After this discovery was made, I went back to 23andMe and talked to them. I said, “I’m not sure all your customers realize that when they participate in your family finder program, what they’re participating in what are essentially really advanced paternity tests.” People find out that their parents aren’t who they think they are. They have nearly a million people in the database. If there happens to be anyone in there you’re related to, they’ll find your match. This is a solid science.

Every month over a thousand surveillance operations are carried out, not just by law enforcement agencies but by other public bodies like councils and quangos. And the tentacles of the state can even rifle through your bins for juicy information.

How have we got ourselves into the position where there is such a marked imbalance of power between the citizen and the state?

David Cameron in 2009

Shame the Conservatives purged all their pre-2010 speeches from their website.

Whether it’s Bitnet, The Tor – which is 90% of the Internet – peer-to-peer sharing, or the streaming capability worldwide. At what point does civil society say that as well as the benefits that brings, this enables huge risk and threat to our society that we need to take action against?

Commissioner Adrian Leppard of City of London Police, June 2014

Looks like the City of London Police are now aware of BITNET, but we can’t help but suspect that the Commissioner doesn’t know the difference between Tor, and the “deep web” - i.e. the web that’s not publicly available, such as company intranets.

Quoted by TorrentFreak, it is 06:35 into this IP Enforcement Summit online video

Material which is of no intelligence interest is very quickly passed over, as often as not without being read or listened to. In many systems it is immediately marked for deletion. The deletion will then very soon happen, in many systems automatically; meanwhile the analyst, being only human and having a job to do, will have forgotten (if he or she ever took it in) what the irrelevant communication contained. I have sat next to analysts and heard or seen this happening;

The Interception of Communications Commissioner reassures the public that the lack of interest shown by analysts during inspections provides a robust safeguard for their personal privacy. (Annual Report 2013)

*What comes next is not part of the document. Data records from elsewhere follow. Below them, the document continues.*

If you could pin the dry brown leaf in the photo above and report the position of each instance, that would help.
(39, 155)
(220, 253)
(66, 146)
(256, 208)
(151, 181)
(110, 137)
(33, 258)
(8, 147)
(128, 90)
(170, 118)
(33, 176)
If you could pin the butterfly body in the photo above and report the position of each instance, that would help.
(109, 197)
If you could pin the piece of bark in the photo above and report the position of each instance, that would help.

The noble Lord, Lord Mitchell, took us into a digital world and I would be interested to know whether the Minister felt that there was anything in his suggestion for a digital Magna Carta. I am sure that is not just a scheme for a rather elaborate and high-tech exhibition during the anniversary year but reflects a deeper concern about the way that the internet can sometimes get out of control and cause problems, and that some code of conduct—some Magna Carta, as my noble friend put it—would be a good way to go.

Lord Stevenson of Balmacara hears “digital Magna Carta” and frames the internet in the role of King John?

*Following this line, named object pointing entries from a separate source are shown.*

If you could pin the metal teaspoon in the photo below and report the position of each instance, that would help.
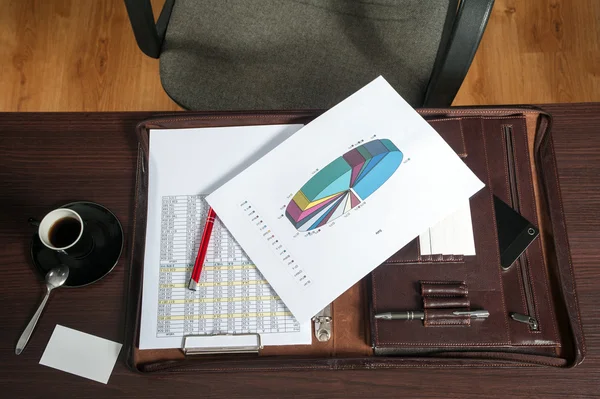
(54, 279)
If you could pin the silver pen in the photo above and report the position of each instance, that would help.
(418, 315)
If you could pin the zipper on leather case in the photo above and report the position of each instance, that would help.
(521, 262)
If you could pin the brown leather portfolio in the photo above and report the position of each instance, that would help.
(533, 310)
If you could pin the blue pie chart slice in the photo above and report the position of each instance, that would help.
(343, 184)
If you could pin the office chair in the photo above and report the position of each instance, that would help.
(295, 54)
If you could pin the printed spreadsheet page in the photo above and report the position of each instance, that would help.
(342, 195)
(232, 297)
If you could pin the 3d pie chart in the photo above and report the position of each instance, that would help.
(343, 184)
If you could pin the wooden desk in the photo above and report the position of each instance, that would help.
(49, 159)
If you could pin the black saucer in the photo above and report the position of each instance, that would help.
(107, 234)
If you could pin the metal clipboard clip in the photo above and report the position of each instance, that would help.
(223, 343)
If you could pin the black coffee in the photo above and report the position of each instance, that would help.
(64, 232)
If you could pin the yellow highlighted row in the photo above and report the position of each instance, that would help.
(214, 284)
(224, 316)
(212, 300)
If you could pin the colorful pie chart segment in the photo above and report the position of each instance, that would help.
(343, 184)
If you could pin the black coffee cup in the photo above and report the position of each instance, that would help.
(63, 230)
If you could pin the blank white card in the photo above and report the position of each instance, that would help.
(81, 354)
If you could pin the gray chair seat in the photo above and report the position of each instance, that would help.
(278, 54)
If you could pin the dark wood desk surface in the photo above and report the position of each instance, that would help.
(50, 159)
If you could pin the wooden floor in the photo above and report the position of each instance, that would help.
(80, 55)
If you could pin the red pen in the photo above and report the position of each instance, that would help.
(210, 221)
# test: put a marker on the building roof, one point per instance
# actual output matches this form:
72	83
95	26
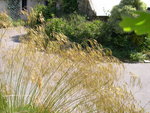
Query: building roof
103	7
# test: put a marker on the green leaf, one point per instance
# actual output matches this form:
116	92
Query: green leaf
140	24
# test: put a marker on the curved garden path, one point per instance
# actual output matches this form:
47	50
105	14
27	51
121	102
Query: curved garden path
140	70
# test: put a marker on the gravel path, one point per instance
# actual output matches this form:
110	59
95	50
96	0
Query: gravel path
141	70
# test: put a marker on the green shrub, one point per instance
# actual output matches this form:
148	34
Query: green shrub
75	27
70	6
113	36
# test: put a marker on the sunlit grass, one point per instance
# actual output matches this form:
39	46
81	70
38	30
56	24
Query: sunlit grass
57	76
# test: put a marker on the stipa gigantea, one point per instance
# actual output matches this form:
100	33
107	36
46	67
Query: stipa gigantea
72	80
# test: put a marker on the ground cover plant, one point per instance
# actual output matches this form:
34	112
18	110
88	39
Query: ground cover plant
55	79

That threat has come at a time when we have seen a huge growth in the internet, which allows a lot of the enemies of this country to hide. Back in 1995, when President Clinton was President of the United States, there were 130 websites in the world; at the end of 2012, there were 654 million. That is a lot of places for our enemies to hide.

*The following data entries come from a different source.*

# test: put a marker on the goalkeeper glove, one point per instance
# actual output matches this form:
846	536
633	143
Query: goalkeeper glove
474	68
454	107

Former Secretary of Defence Liam Fox claims our enemies are hiding in websites, presumably using the CSS .enemy {visibility: hidden; }

Also, fairly sure there were more than 130 websites in 1995. A check of Internet Live Stats suggests he should have said 1993.

May we have an urgent statement on internet security? Several experts have called for everyone to change their internet passwords because of a virus that has infected many websites. Indeed, earlier today I tried to change my password to “Labour’s economic policy”, but it was judged to be too weak.